Le débat se poursuivit sur le même ton condescendant du politicien envers l'écologiste. Philippe n'aimait pas la mauvaise foi qui suintait des paroles des politiciens. Il avait l'impression qu'ils niaient sciemment les évidences. Ils étaient parfaitement conscients des problèmes actuels, mais ne voulaient pas s'engager dans ces combats pour l'environnement, incompatibles avec les attentes souvent individualistes de leurs électeurs. En France, l'épisode des Gilets Jaunes en avait été un exemple flagrant. L'Homme vivait dans une contradiction permanente entre la préservation de l'environnement et la préservation de son petit confort personnel.

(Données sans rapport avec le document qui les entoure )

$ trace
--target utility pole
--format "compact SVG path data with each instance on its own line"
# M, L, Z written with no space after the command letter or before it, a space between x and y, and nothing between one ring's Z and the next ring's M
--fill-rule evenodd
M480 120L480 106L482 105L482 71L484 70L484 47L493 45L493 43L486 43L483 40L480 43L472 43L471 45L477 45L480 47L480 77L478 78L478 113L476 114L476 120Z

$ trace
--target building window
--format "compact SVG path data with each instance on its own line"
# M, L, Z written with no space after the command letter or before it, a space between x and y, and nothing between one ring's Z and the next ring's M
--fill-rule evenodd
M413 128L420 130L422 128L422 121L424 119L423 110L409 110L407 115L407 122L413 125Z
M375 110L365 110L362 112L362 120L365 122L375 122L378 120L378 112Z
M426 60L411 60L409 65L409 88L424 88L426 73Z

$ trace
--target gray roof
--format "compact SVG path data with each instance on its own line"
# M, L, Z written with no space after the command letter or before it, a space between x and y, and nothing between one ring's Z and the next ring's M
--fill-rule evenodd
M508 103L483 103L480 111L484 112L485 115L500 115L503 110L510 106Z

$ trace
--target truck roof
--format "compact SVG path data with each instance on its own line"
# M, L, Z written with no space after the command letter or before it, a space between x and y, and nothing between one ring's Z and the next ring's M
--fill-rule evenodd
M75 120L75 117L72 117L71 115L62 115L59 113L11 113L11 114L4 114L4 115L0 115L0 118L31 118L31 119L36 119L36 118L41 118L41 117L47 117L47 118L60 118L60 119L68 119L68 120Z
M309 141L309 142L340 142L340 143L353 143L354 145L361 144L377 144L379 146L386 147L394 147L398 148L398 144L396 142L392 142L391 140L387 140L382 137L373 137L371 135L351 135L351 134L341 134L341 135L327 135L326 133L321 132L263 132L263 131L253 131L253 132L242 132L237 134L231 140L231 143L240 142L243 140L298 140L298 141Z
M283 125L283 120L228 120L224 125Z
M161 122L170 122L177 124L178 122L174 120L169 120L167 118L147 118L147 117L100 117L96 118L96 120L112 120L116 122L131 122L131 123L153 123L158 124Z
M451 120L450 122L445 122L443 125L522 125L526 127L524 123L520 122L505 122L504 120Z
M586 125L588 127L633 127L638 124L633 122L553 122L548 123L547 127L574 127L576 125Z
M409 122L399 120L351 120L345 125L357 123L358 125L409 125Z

Philippe arriva devant la barrière qui fermait l'accès au campus universitaire. Il ouvrit la fenêtre de la voiture et passa la carte devant le lecteur. La barrière se leva et il alla se garer devant le bâtiment du département de physique où il travaillait. Il resta encore quelques instants, le moteur tournant pour rien sur son aire de stationnement, à écouter le débat radiophonique. Une parole du politicien lui fit hausser les sourcils de surprise et il poussa un soupir d'énervement. Il éteignit la radio puis coupa le contact de la voiture. Il attendit quelques instants que la pluie cesse dehors puis rejoignit l'escalier qui menait à la porte du bâtiment.